Yesterday would have been Stanley Kubrick’s 82nd birthday. Though his films were often met with mixed critical reception at the time of their release, he is today rightfully viewed as one of the greatest filmmakers of all time.
While still in high school, Kubrick became a professional photographer, and the seemingly innate talent he displayed behind the camera translated naturally to motion pictures. Regardless of which cinematographer he collaborated with, Kubrick’s distinctive approach to visuals links all his films, regardless of genre.

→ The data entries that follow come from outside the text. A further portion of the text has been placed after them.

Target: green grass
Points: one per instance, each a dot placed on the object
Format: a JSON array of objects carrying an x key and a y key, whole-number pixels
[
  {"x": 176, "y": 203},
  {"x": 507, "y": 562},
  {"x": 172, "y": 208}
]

It is in fact Kubrick’s ability to capture a stunning image or stage an unforgettable scene that has made his work so enduring and yet, accessible. So in his honor, for today’s Top 10, we are looking at the 10 most striking images from Kubrick’s films.
10. The Killing (1956)
Kubrick had a way of capturing people at their most emotionally vulnerable, and this near-final shot of “The Killing” is almost the anti-”Casablanca” in its hopelessness.
9. Eyes Wide Shut (1999)
While there’s a lot of striking and beautiful imagery throughout the film, this shot captures the surreality of the plot and the naked insecurity of the protagonist (Tom Cruise) perfectly.
8. Lolita (1962)
This instantly iconic shot (of the title character, played by Sue Lyon) perfectly straddles the line between childhood and adulthood, and between innocence and sexuality.
7. Full Metal Jacket (1987)
Out of all the traumatic moments scattered throughout this terrific film, its the haunting split-second before the suicide of Private Pyle (Vincent D’Onofrio) that seems to last forever.
6. Paths of Glory (1957)
Somehow, this shot of Colonel Dax (Kirk Douglas) atop the trench rallying his troops to face certain death captures the tragedy and injustice of “Paths of Glory,” along with its stubborn optimism.
5. Barry Lyndon (1975)
In a film overflowing with evocative and almost painterly photography, this arresting moment in the final duel represents Kubrick at his most powerful.
4. A Clockwork Orange (1971)
Kubrick was master at ironic juxtaposition, as demonstrated by this beautiful but ominous shot of Alex (Malcolm McDowell) and his droogs mocking an old drunk shortly before they attack.
3. 2001: A Space Odyssey (1968)
For all its breathtaking moments, the ethereal and the mundane that come together to make “2001″ such an unparalleled experience is best exemplified here, as a group of astronauts cautiously approach the proof of extraterrestrial life.
2. The Shining (1980)
Has pure terror and dread ever been captured as well as it is here?
1. Dr. Strangelove or: How I Learned to Stop Worrying and Love the Bomb (1964)
A cowboy riding an atomic bomb. Was there ever a more perfect indictment of the Cold War and the United States buildup of a nuclear arsenal than “Dr. Strangelove” and this scene in particular?